Le enseignants n’en démordent pas: le bulletin unique proposé par le ministère de l’Éducation est une aberration. Bien que la ministre Line Beauchamp ait pour le moment fermé la porte à tout débat, la Fédération autonome de l’enseignement (FAE) compte poursuivre la bataille cet automne.

«Ce n’est pas un bulletin unique, c’est un formulaire unique», a martelé lundi le président de la FAE, Pierre Saint-Germain, à l’occasion de la rentrée scolaire à la Commission scolaire de Montréal.

«Un bulletin unique devrait se traduire par l’évaluation des apprentissages de façon uniforme à travers le Québec, a-t-il ajouté. [Cependant], que je sois à Montréal ou dans le Bas-Saint-Laurent, les contenus des programmes ne sont pas uniformes, ce qui veut dire que l’évaluation n’est pas la même partout.»

La FAE dénonce également que les notes qui seront inscrits dans le bulletin ne rapportent pas clairement l’évolution de l’apprentissage des connaissances des élèves.

Le fédération, qui représente 32 000 enseignants, précise qu’elle avait réclamé un bulletin unique chiffré qui indiquerait les moyennes et l’évolution de l’apprentissage des connaissances, mais que le ministère a dénaturé sa proposition.

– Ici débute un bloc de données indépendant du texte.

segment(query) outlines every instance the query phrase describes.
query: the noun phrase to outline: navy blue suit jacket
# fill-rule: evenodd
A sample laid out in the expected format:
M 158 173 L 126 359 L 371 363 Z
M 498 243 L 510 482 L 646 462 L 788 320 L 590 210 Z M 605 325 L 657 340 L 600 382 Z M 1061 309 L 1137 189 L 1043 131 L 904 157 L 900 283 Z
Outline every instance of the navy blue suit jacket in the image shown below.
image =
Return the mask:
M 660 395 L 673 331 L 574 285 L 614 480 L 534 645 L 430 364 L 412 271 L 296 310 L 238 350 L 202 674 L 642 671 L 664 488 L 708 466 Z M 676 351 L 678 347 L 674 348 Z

Comme la ministre, la Commission scolaires de Montréal et les comités de parents ne veulent plus débattre de la pertinence du bulletin unique. Ils veulent donner une chance au nouvel outil d’évaluation. Malgré le fait qu’ils soient isolés, les enseignants continueront à dénoncer le bulletin unique. La FAE rencontrera sous peu ses membres pour décider des actions qui seront entreprises au cours de l’année.

Pendant l’année 2011-2012, le syndicat enseignant aura aussi à l’œil les élèves en difficulté. Au terme de la dernière année scolaire, la FAE a conclu une entente avec le ministère de l’Éducation pour que les enseignants obtiennent davantage de soutien pour travailler avec les élèves en difficultés. Ceux-ci seront aussi intégrés dans les classes selon des balises précises, d’après l’entente. Celle-ci était assortie d’un budget de 32M$ étalés sur quatre ans.

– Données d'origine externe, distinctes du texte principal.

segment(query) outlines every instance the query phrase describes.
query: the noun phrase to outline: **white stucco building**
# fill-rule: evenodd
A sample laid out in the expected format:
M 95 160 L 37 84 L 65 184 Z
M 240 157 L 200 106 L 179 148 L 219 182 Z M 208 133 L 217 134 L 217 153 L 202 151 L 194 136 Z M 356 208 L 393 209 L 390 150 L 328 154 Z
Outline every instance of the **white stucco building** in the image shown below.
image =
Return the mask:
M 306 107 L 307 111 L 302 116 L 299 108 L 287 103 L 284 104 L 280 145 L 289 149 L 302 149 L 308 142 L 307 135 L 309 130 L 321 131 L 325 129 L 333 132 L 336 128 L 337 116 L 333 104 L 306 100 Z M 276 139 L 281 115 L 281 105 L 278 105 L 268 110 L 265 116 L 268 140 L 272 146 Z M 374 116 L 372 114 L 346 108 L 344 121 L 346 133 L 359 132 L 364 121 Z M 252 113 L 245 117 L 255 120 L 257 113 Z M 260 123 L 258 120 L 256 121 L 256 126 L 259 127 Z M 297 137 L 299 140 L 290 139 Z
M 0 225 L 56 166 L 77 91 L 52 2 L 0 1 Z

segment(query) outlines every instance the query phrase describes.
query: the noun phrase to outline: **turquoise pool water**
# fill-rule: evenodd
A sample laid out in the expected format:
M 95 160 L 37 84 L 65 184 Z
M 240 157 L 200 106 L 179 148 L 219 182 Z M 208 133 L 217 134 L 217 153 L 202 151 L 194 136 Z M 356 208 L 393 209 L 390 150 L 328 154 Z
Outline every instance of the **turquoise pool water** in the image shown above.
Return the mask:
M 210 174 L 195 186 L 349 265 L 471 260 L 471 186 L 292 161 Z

La FAE compte s’assurer que les termes de l’entente seront respectés. «Ce qui nous préoccupe maintenant, c’est l’accès aux services, a fait savoir Pierre Saint-Germain. On a beau avoir de meilleurs formulaires de référence et plus de temps pour faire le suivi sur les plans d’intervention, au premier chef, il faut des services spécialisés pour s’occuper des enfants. Des orthophonistes et des psychologiques, ça ne poussera pas demain matin.»